2012- a modern catastrophology

Some guy on the internet claims that the real end date for the Mayan calendar is October 28, 2011.
Many people hear about the so-called end date of the Mayan calendar, and today some people have even created the illusion that the Mayan calendar was designed only to point out this end date. In reality, there is nothing to indicate that the ancient Maya who developed the Long Count calendar had any interest in what would happen as this calendar came to an end. Instead what the ancient Mayan scriptures talk about is its beginning. The exact date for this beginning was apparently based on the day of the year, August 11, when the sun was in zenith in Izapa, where most likely this calendar first came into use. Ancient Mayan inscriptions also talk about this time as the time when the First Father erected the World Tree so that the light could enter, a significant event in creation. The various dynasties in the different Mayan city-states would then try to track a relationship to this seminal event by First Father and legitimize their power based on this.

The fact that the Mayan Long Count was based on the day the sun was in zenith in Izapa, has however created a very significant misunderstanding among modern people, and this is that it would end on December 21, 2012. The particular date the sun is in zenith in this location obviously has no relevance in the rest of the world, but because of the power of tradition some will still adhere to it. In reality, the creation cycle that began as the First Father erected the World Tree will end on October 28, 2011. This day is also 13 Ahau in the sacred Mayan calendar, an energy with great prophetical relevance.
 
The Mayan calendar doesn't end. It just flips over a digit, starts a new cycle. Nothing so exciting as the end of the world. That's a misinterpretation.

Admittedly at equivalent times in previous cycles the world was recreated, but that was because humans were screwed up in one way or another (in the form of jaguars, or monkeys) and didn't honor the gods properly. There are still Mayans around who honor the gods in one way or another, and we have a pretty good track record as a species, so I think we're safe. ;)

Nailed it.
 
So is this one of the hundreds of threads about 2012 or a thread where we make up words ?
 
So why exactly would the Mayans have known when the world ends? And if people actually believe that they did, shouldn't they therefore adhere to the old Mayan religion?

There you go again, inserting reasoning and logical conclusions into these threads.:mischief:
 
I thought judgement day began August 27 1997:scan:
 
So let me get this right if the hysteria is to be believed...
The Mayan's created a calendar that predicted the end of the world in 2012.
But the same soothsayers that predicted this didn't bother to see their own demise? ....Anyone, anyone?
I'm going with the cynics on this one and take it as a flipping over to the next digit. (Although I'm going to flip it over whilst sitting in my hamster powered bunker that I built for the Y2K catastrophe.)
 
NASA says its just an internet hoax.

http://www.nasa.gov/topics/earth/features/2012.html

Q: What is the origin of the prediction that the world will end in 2012?
A: The story started with claims that Nibiru, a supposed planet discovered by the Sumerians, is headed toward Earth. This catastrophe was initially predicted for May 2003, but when nothing happened the doomsday date was moved forward to December 2012. Then these two fables were linked to the end of one of the cycles in the ancient Mayan calendar at the winter solstice in 2012 -- hence the predicted doomsday date of December 21, 2012.

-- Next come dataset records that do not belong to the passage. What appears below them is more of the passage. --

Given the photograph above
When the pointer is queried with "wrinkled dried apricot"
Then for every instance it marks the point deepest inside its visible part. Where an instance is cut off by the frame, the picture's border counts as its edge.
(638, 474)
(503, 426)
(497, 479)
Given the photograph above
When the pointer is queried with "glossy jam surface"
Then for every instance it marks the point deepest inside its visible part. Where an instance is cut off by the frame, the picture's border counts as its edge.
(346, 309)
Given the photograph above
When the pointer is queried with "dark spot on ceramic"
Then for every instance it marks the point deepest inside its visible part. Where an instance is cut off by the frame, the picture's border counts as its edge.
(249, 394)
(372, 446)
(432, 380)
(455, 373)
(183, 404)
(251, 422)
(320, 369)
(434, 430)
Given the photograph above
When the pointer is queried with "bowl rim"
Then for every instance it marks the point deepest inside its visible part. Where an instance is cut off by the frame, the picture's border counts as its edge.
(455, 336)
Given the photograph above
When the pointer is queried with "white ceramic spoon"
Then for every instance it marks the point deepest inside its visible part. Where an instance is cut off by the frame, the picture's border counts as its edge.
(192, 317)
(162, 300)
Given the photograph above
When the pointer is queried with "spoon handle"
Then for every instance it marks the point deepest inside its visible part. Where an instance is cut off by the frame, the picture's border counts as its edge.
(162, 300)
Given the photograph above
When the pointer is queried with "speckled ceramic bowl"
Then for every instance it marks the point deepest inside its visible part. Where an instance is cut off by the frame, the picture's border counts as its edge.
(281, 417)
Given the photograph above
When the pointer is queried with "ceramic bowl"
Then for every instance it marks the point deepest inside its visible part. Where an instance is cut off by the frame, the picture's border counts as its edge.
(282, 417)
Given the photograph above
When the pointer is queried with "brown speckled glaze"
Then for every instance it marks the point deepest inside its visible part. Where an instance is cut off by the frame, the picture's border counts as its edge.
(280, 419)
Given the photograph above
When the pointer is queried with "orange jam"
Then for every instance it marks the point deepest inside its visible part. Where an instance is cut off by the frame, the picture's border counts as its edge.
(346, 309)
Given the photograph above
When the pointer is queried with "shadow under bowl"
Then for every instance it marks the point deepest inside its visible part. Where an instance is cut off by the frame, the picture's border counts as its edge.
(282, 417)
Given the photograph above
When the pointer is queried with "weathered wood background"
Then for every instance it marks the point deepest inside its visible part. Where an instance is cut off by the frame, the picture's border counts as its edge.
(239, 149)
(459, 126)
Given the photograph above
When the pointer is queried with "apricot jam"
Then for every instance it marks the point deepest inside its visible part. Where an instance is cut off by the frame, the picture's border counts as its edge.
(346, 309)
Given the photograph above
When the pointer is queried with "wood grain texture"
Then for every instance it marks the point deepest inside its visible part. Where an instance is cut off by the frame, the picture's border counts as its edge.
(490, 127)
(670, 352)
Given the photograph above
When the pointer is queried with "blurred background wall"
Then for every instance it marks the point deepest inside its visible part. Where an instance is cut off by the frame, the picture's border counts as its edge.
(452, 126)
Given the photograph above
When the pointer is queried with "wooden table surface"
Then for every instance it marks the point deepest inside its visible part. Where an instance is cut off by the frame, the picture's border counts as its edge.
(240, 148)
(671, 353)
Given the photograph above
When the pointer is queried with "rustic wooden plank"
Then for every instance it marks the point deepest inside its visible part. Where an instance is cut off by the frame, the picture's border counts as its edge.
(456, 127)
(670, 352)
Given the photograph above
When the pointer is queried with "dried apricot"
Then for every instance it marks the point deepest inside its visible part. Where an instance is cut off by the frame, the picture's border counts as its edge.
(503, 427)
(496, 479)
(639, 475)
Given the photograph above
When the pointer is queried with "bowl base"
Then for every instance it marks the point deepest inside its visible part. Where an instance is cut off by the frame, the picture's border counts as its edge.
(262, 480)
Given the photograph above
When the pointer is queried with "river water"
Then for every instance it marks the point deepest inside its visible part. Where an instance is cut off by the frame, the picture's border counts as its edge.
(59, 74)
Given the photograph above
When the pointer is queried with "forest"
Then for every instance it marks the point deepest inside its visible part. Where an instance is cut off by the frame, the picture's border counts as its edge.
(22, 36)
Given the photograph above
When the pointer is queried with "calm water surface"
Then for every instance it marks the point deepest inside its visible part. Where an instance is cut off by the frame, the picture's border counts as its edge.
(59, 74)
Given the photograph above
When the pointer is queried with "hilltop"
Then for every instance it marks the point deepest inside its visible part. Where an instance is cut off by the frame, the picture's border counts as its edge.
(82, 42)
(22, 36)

Q: Is there a planet or brown dwarf called Nibiru or Planet X or Eris that is approaching the Earth and threatening our planet with widespread destruction?
A: Nibiru and other stories about wayward planets are an Internet hoax. There is no factual basis for these claims. If Nibiru or Planet X were real and headed for an encounter with the Earth in 2012, astronomers would have been tracking it for at least the past decade, and it would be visible by now to the naked eye. Obviously, it does not exist. Eris is real, but it is a dwarf planet similar to Pluto that will remain in the outer solar system; the closest it can come to Earth is about 4 billion miles.

Fear Eris!




More reading: http://astrobiology.nasa.gov/ask-an...ibiru-and-doomsday-2012-questions-and-answers
 
To be vague: Just because they got one thing right they don't have to get everything right.
To be short: No.

To be rational: if they didn't get everything right, or at least if they didn't have access to some kind of supernatural or equally extraordinary knowledge that would make it reasonable to think they had any kind of insight into this kind of thing, why suppose that they did get (this) one thing right?
 
The Mayan calendar doesn't end. It just flips over a digit, starts a new cycle. Nothing so exciting as the end of the world. That's a misinterpretation.

Admittedly at equivalent times in previous cycles the world was recreated, but that was because humans were screwed up in one way or another (in the form of jaguars, or monkeys) and didn't honor the gods properly. There are still Mayans around who honor the gods in one way or another, and we have a pretty good track record as a species, so I think we're safe. ;)

In other words, all their computer programs will malfunction.